Şayet o, Kureyş’le ilgili haber ve hareketleri Medine’deki Rasûlullah’a (s.a.v.) ulaştırmada başarılı olursa, Kureyş onu inanmadığı ve arzu etmediği bir savaşa sürüklemekte başarılı olacaktı… Ancak zamanı tayin edilmiş bir başarı, Kureyşlilerin hemen zarar etmelerine ve helak olmalarına sebep olacaktı…

İki topluluk Bedir savaşında karşılaşırlar…

Kılıçlar korkunç bir şekilde birbirlerinin işini bitirmek üzere çarpışmaya başlarlar…

Peygamber ashabı arasında şöyle seslenir:

– “Haşim oğullarından ve Haşim oğullarından olmayan bazı kimseler, bizlerle savaşma istekleri olmadığı halde zorla savaşa çıkarılmışlardır. Hanginiz onlardan birisiyle karşılaşırsa onu öldürmesin…

Kim Ebû’l-Bahteri b. Hişam b. Haris b. Esed’le karşılaşırsa onu öldürmesin…

Kim el-Abbas b. Abdilmuttalib ile karşılaşırsa onu öldürmesin. Çünkü o zorlanarak çıkarılmıştır…”

Rasûlullah (s.a.v.) bu meselede amcası el-Abbas’a bir meziyet isnad etmemişti. Bu meselenin en meziyetlerle ilgisi vardı, ne de bunun zamanıydı…Muhammed, Hakk savaşında ashabının başlarının düştüğünü görüp de çarpışma devam ederken, amcasının müşriklerden olduğunu bile bile ona şefaat edecek kimse değildi…

Evet…

Ebû Talib’in, yeğeni ve İslam için yaptığı iyilik ve fedakarlıkların fazlalığından dolayı amcası için istiğfarda bulunmaktan -sadece istiğfardan- menedilen Hz. Peygamber -mantıken- atalarını ve kardeşlerini öldüren müşriklere; “Amcamı istisna edin. Onu öldürmeyin” demek için, Bedir savaşına çıkacak kimse de değildir!..

Peygamber amcasının hakiki durumunu ve onun müslüman olduğunu biliyorsa, onun İslam için yaptığı görülmeyen hizmetlerini ve nihayet onun zorla istemiye istemiye savaşa çıktığını bildiğine göre, öyleyse bu durumdaki birisini kurtarması ve gücü yettiği oranda onun kanının dökülmemesini sağlamak onun görevi oluyordu…

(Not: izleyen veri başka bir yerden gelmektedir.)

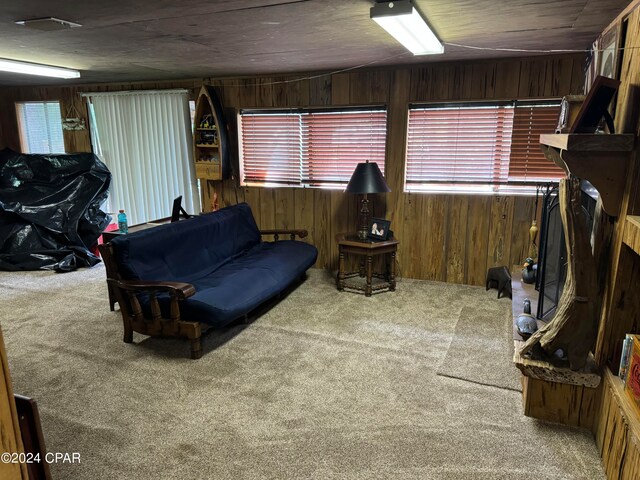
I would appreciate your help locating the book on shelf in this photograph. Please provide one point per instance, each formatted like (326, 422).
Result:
(632, 383)
(624, 357)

Müslüman olduğu, Rasûlullah’a (s.a.v.) malum olmayan, el-Abbas’ın Rasûlullah’a (s.a.v.) yardım ettiği gibi, İslam’a herhangi bir yardımı olmayan ve bütün özelliği; müslümanlara kötülük ve zulmetmede Kureyş efendileriyle birlikte hareket etmeyen, onların bu hareketlerinden memnun olmayan ve Bedir savaşına zorla ve istemiye istemiye onlarla birlikte gelen Ebû’l-Bahteri, kanının dökülmemesi ve hayatının yok olmaması için Rasülullah’ın (s.a.v.) şefaatına nail olurken, müslümanlığını gizleyen bir müslümanın, İslam’ın muzaffer olmasında gözle görülen ve görülmeyen bazı davranışları olan bir a-damın bu şefaata layık olması mümkün değil midir?

Evet… O müslüman ve o yardım eden el-Abbas’tı…

Biraz geriye dönüp durumu görelim:

İkinci Akabe biatında, Allah’a ve Rasulüne beyatlarını vermek, Hz. Peygamber’le birlikte Medine’ye hicreti kararlaştırmak için 73 erkek ve iki hanımefendiden meydana gelen Ensar heyeti, hac mevsiminde, Mekke’ye geldiğinde, Rasûlullah (s.a.v.) bu heyeti ve bu beyatla ilgili haberi amcası el-Abbas’a ulaştırdı… Çünkü Peygamber amcasının her görüşüne güveniyordu…

Gizlice yapılan bu buluşmanın zamanı geldiğinde, Hz. Peygamber amcasıyla birlikte Ensar’ın beklediği yere çıktı…

El-Abbas, Ensar’ın tutumunu sınamaka ve peygamber için onlardan emin olmak istedi…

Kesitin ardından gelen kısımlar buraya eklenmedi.